Questi quattro tracce sono molto belle e anche commoventi a tratti, un cambiamento sonoro non indifferente frutto di una meticolosa ricerca musicale, un cambio che era già in nuce nei lavori precedenti e che qui tocca vette molto alte, per un gruppo che progredisce sempre.

Notevolissima anche la copertina e tutto il lavoro grafico.

ARVA VACUA

Ep d’esordio dal titolo “Tales from holographic seas” per i romagnoli Arva Vacua su Lagnofono Factory. Ep di sei tracce molto cinematografiche e sospese fra elettronica, post rock e musica contemporanea, molto visionarie e cariche di significato e musicalità. I protagonisti di tutto ciò sono Francesco Cellini che si diploma in conservatorio e suona il violoncello nei dischi storici di Afterhours, Scisma e Pitch, e conosce Andrea ‘Andy’ Para, che suona ogni tipo di percussioni. Il cerchio si chiude con il supporto fondamentale di Emilio Albertoni, fonico, produttore e polistrumentista con Gianluca Lo Presti e Alessandra Gismondi dei Pitch.

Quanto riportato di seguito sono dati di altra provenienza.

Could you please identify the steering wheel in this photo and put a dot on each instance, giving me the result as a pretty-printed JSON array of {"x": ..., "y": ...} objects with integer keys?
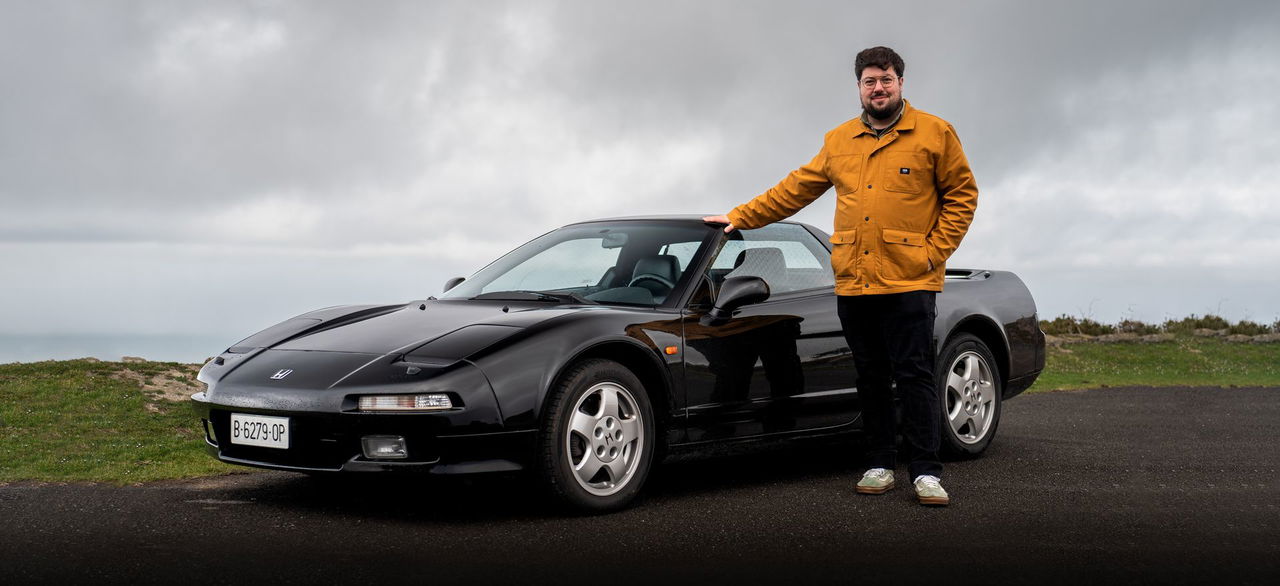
[{"x": 661, "y": 279}]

Questi ragazzi sono musicisti con grande tecnica e soprattutto una grande capacità compositiva e di scrittura musicale, sanno addentrarsi nel suono e ricavare immagini cinematografiche molto vivide e potenti. Il loro suono è sia molto ricercato che onirico, un insieme di immagini e sensazioni con un suono molto ben definito che ha qualcosa del post rock per quanto riguarda la profondità ma che è molto personale e molto Arva Vacua per poter fare dei riferimenti. Il titolo rimanda alle immensità degli oceani, non oceani reali ma olografici, e ciò potrebbe essere qualcosa che si associa molto bene alla loro musica che è davvero vasta e molto immaginaria.

Ci sono due tracce intitolate “Nebbia part one” e “Nebbia part two” che sono come un sogno, come quando si avanza nella nebbia e non si sa cosa c’è dopo e il mondo viene creato letteralmente sotto i nostri occhi. In alcuni momenti l’incedere è quasi trip hop per sensazioni, ma la musica è totalmente diversa da quel genere.

Gli Arva Vacua sono un gruppo molto creativo che fa musica intelligente e non di consumo, musica che va fatta scorrere come l’acqua pura e può essere fredda o calda, ma è sempre pura.

Dolcezza e malinconia si incontrano in una grande fotografia di uno spazio immenso.